Walkers came up with songs like “Little Kitty”, “Striptease!” and “Sha La La La” for an audience of very young girls.
In front stood Torben Lendager as the king of curling irons with bare bird breasts, cigarette-thin thighs in tight satin and far from the world’s biggest voice.
But the girls were crazy about him. They dropped out of school and besieged his front door for days. Walker dominated pop magazines such as We Young and Go, and the band occasionally had to be escorted home from concerts by police.
During that period, Walkers was the hottest on the Danish music scene.
The era of glam rock, however, faded again along with the satin pants, and Walkers parted ways in 1977.
But Lendager had, since he was a little nørrebro boy, only wanted to play music. So he drove on with his own solo records in a more Danish-pop style and with fluctuating success.

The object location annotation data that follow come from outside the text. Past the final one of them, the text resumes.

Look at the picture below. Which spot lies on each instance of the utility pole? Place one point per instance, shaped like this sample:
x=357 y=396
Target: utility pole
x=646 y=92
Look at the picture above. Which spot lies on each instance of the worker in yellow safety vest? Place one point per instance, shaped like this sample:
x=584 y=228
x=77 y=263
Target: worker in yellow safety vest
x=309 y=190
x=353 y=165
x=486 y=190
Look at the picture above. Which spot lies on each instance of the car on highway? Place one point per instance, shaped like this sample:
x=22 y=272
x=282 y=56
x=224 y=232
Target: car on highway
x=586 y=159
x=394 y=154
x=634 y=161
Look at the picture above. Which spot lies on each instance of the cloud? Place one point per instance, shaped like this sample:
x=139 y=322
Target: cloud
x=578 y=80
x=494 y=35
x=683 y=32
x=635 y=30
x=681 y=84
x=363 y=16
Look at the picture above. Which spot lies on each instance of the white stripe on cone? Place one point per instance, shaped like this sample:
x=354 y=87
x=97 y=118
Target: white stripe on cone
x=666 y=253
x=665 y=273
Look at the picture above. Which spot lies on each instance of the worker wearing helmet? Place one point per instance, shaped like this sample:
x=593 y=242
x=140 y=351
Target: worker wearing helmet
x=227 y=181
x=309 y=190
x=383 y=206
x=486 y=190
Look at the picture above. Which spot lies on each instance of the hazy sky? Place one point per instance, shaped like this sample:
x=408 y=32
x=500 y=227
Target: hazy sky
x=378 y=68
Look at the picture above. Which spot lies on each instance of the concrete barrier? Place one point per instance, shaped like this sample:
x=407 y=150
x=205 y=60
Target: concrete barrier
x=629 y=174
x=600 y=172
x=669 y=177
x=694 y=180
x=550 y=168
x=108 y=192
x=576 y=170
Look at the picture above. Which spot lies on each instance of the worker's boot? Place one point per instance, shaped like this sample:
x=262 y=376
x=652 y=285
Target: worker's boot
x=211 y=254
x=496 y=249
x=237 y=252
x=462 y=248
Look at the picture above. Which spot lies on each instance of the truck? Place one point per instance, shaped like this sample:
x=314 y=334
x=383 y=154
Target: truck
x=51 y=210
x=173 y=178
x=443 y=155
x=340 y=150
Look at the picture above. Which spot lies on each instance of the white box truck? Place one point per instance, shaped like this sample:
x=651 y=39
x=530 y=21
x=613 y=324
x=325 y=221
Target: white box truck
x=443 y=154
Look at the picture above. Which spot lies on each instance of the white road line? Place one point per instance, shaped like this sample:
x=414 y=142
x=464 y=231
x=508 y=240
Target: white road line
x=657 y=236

At the same time he wrote Danish top and melody grand prix songs for Peter Belli, Grethe Ingmann and Tommy Seebach.
The biggest genre leap probably came with “Dear little grandmother”, which Lendager did not want to record himself. Instead, it was immortalized by Richard Ragnwald.
The song was also later recorded by the Swedish Vikings among several Lendager songs. He was also the man behind, among other things, Lonnie Devantier’s Melody Grand Prix winner “Hello, Hello” in 1990.
In 1997 he started Torben Lendager Band with his own songs as well as new and old cover hits. And in 2009, he restored Walkers together with the now deceased drummer Poul Dehnhardt.
Along the way, Lendager also overcame a bilateral lung cancer after decades of 60 daily smokes.
But the music continued to play.
And self-confidence and the cash register even got a much-needed boost when the Dutch eurodance group Vengaboys in 2000 suddenly made an international hit out of Walkers & apos; ancient “Sha La La La”.
Torben Lendager’s career started at the top of a peak he has never reached again since.
But even when he has had to play for the unemployment benefits at a nursing home along the way, he has stated that he has never stopped loving performing.